World Sugar-Export Surplus Returns on Indian Demand, EU SupplyBy
TRS now sees third-quarter trade glut on lower Indian imports
More EU sugar shipments to expand fourth-quarter oversupply
Global sugar exports will exceed demand this season and the next as India brings in less than expected and the European Union boosts output, according to Tropical Research Services, which advises hedge funds.
Exports will beat import demand every quarter through September 2018, TRS estimates. The trade-flow surplus will total 398,000 metric tons in the third quarter, reversing a previous forecast for a shortage of more than double that amount, said Sean Diffley, the firm’s head of sugar and ethanol research.
Raw-sugar futures traded in New York tumbled 25 percent in the past three months as expectations of large imports from India, the world’s second-largest producer, didn’t materialize. Prices also fell as analysts including those at TRS, Green Pool Commodity Specialists and ED&F Man Holdings Ltd. forecast the global market to return to a surplus. This year’s price retreat follows the biggest annual gain in seven years.

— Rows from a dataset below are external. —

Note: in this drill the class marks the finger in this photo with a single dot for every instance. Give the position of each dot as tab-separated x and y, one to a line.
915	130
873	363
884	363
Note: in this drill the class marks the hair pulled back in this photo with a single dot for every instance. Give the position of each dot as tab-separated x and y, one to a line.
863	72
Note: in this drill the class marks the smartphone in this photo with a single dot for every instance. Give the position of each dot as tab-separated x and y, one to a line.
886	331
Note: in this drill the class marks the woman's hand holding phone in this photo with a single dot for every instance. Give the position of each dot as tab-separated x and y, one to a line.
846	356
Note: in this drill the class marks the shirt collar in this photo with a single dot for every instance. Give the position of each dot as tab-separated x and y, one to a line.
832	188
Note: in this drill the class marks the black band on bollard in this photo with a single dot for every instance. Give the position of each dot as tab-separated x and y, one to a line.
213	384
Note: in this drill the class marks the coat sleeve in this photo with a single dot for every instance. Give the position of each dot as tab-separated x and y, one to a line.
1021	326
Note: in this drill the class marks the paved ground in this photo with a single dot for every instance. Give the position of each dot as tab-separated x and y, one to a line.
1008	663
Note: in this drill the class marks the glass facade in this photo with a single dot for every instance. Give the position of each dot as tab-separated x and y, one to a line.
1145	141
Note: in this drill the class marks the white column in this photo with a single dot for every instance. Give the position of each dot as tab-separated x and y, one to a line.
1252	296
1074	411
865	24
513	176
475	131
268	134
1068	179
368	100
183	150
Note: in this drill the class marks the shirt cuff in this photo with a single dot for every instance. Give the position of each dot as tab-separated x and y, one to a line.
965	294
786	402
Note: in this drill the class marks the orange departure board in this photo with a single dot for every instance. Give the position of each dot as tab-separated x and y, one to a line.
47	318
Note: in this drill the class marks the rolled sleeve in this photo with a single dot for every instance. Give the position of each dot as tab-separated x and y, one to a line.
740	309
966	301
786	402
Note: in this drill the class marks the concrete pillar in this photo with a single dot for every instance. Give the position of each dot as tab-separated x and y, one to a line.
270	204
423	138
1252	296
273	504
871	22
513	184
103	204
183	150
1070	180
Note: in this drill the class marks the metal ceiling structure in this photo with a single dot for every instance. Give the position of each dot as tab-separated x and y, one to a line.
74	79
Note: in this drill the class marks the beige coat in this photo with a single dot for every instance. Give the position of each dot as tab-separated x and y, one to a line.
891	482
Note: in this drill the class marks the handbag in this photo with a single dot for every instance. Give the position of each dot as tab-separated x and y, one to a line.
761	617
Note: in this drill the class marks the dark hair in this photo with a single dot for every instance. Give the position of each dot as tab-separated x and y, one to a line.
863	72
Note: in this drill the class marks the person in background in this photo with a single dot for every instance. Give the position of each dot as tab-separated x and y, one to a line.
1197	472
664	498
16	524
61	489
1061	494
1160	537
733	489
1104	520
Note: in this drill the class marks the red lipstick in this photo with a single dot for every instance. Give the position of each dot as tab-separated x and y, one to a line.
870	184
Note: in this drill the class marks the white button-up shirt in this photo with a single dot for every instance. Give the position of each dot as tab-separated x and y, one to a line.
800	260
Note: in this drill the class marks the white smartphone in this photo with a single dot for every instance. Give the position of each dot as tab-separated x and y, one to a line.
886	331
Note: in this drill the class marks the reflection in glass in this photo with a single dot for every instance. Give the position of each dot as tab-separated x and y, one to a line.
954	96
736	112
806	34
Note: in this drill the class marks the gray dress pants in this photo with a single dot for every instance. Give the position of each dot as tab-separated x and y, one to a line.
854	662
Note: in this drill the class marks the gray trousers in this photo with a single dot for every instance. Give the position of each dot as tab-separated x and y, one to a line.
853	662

“The size of India’s sugar-import program in the 2016-17 crop year has been smaller than expected and the timing of the India import program has fallen back, easing the tightness of the global sugar trade flow balance sheet," Diffley said in a report emailed Monday.

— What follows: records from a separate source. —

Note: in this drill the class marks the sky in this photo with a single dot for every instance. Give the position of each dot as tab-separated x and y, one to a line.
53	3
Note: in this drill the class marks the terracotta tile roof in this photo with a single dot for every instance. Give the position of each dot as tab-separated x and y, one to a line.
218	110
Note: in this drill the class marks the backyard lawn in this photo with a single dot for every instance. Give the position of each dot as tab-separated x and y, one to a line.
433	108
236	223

In the final three months of this year, the export surplus will be 49 percent larger than previously expected at 1.2 million tons. Higher prices for earlier-dated futures will prompt traders to boost shipments from the EU, where quotas that cap output end from October, TRS said.
“A faster pace of EU sugar exports, earlier in the crop year, is also justifiable on the grounds of EU warehousing capacity constraints during the peak processing season,” Diffley said. “It remains to be seen whether port infrastructure constraints for sugar may restrict the front-loading.”
Other third-quarter forecasts:
- Indian raw-sugar imports will be 384,000 tons lower than previously forecast; the import estimate for white sugar was lowered by 300,000 tons.
- Oversupply is also a result of lower imports into South Africa, Nigeria, the United Arab Emirates, Saudi Arabia and Indonesia.